Fast Multi-Reader Lock

Evgeny Zavalkovsky

4.80/5 (15 votes)

20 Aug 2014CPOL6 min read

29K

406

Multi-reader lock that provides real readers' lock-free and wait-free concurency on multi core systems.

Download FastMultReadLock.zip - 798 B

Introduction

Readers-writer lock, shared-exclusive lock, multiple readers / single-writer lock or multi-reader lock are all different names for the same synchronization primitive. The idea is simple and elegant - we have shared memory, which we want to keep consistent. The straightforward way to do that is to guard access to the memory by mutex. But we may do better - if you just read the shared memory- consistency cannot be broken. So let's provide concurrent (inclusive) access for readers, and exclusive access for writers. That is exactly what all listed above locks do. For more details please see http://en.wikipedia.org/wiki/Readers%E2%80%93writer_lock.

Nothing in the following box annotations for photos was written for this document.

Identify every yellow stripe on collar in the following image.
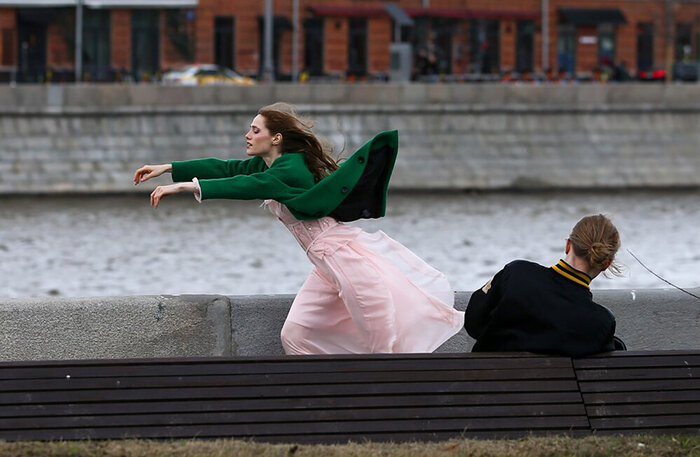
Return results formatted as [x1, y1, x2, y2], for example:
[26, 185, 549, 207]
[552, 260, 591, 289]
[557, 260, 591, 284]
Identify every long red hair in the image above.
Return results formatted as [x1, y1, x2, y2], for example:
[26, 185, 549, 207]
[258, 103, 338, 182]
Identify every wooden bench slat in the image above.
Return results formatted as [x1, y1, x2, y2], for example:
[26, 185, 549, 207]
[0, 357, 572, 379]
[0, 392, 583, 417]
[0, 428, 590, 444]
[576, 366, 700, 381]
[586, 402, 700, 418]
[0, 416, 589, 439]
[573, 351, 700, 370]
[0, 381, 577, 405]
[580, 378, 700, 397]
[0, 368, 575, 392]
[595, 427, 700, 436]
[0, 405, 586, 430]
[582, 390, 700, 405]
[591, 414, 700, 430]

Standard Multi-Reader Lock implementation

Standard multi-reader lock implementations use basic synchronization primitives, to protect internal shared data. You may see an example http://www.glennslayden.com/code/win32/reader-writer-lock. So, also on readers lock/unlock operations, some synchronization primitive is taken. That happens for a short period, just to update readers counter, but still happens.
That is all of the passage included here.